TEMPO.CO, Jakarta - Dewan Eksekutif Bank Dunia menyetujui pinjaman kebijakan pembangunan (development policy loan) reformasi logistik Indonesia sebesar US$ 400 juta. Kebutuhan pinjaman ini digunakan untuk memperbaiki logistik dan memperlancar konektivitas, yang dapat meningkatkan pertumbuhan ekonomi juga mengurangi kemiskinan.
Kepala Perwakilan Bank Dunia di Indonesia Rodrigo Chaves mengatakan pinjaman itu diarahkan untuk mengatasi hambatan rantai pasokan, seperti dwelling time yang lama di pelabuhan dan prosedur izin perdagangan.
“Perbaikan logistik bisa mengurangi biaya barang dan jasa, khususnya di wilayah terpencil dan tertinggal Indonesia,” kata Chaves dalam keterangan tertulisnya, Kamis, 3 November 2016.
Adapun biaya logistik Indonesia saat ini sebesar 25 persen penjualan manufaktur, masih tinggi dibandingkan dengan Thailand sebesar 15 persen dan Malaysia 13 persen. Chaves mencontohkan, pengiriman peti kemas dari Shanghai, Cina, ke Jakarta lebih murah dibandingkan biaya pengiriman barang dari Jakarta ke Padang, Sumatera Barat.
Pinjaman juga akan mendukung Indonesia melakukan transisi yang diperlukan, yaitu beralih dari ekonomi yang bergantung kepada komoditas menuju ekonomi berbasis manufaktur yang berdaya saing tinggi.

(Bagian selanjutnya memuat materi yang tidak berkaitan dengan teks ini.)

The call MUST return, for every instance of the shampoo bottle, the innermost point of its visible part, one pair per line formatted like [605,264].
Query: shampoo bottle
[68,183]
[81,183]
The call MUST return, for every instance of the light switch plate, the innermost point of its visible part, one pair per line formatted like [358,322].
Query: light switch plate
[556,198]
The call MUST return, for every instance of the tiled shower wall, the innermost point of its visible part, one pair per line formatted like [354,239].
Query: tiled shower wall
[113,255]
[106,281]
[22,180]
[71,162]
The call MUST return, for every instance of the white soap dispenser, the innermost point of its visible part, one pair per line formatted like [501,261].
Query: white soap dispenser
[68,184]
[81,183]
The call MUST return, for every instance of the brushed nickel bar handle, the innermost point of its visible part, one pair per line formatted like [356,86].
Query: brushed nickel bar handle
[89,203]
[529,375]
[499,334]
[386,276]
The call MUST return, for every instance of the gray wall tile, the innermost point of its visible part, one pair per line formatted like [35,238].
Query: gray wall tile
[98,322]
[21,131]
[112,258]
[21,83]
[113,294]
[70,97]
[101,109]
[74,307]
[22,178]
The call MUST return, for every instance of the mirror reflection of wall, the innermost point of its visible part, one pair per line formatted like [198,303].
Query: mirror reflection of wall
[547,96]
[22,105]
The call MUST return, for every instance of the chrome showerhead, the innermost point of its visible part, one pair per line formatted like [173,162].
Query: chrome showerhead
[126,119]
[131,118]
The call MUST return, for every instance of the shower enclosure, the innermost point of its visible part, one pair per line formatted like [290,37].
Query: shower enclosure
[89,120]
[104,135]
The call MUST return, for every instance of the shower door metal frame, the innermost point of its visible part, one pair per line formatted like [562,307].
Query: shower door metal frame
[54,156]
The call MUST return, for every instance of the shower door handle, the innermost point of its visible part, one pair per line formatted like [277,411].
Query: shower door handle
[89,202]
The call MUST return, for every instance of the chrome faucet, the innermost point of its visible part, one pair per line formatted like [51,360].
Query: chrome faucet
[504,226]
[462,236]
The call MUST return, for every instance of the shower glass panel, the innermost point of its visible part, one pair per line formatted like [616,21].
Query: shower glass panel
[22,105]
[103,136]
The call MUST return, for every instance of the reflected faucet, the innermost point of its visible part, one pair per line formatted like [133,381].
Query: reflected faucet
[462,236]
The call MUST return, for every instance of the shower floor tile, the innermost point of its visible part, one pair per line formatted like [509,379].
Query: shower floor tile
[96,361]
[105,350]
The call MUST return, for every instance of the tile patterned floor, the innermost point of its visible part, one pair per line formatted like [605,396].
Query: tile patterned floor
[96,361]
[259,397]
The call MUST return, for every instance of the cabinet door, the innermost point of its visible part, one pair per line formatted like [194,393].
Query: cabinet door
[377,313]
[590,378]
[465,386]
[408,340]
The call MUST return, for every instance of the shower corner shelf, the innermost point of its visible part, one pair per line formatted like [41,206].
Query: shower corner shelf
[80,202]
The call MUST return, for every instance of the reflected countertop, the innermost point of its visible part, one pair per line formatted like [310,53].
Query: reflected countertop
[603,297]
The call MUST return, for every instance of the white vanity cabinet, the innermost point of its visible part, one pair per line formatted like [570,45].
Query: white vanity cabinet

Menurut Chaves, logistik yang mahal dan tidak handal merupakan salah satu hambatan bagi daya saing Indonesia.
“Teratasinya hambatan itu akan menambah produksi dan ekspor,” kata Chaves. Selain itu, dengan berakhirnya masa kejayaan komoditas juga akan memperbaiki daya saing dalam produksi nonkomoditas.
Tiga komponen utama dalam pendanaan ini adalah peningkatan kinerja pelabuhan, peningkatan daya saing layanan logistik, serta memperkuat fasilitas perdagangan.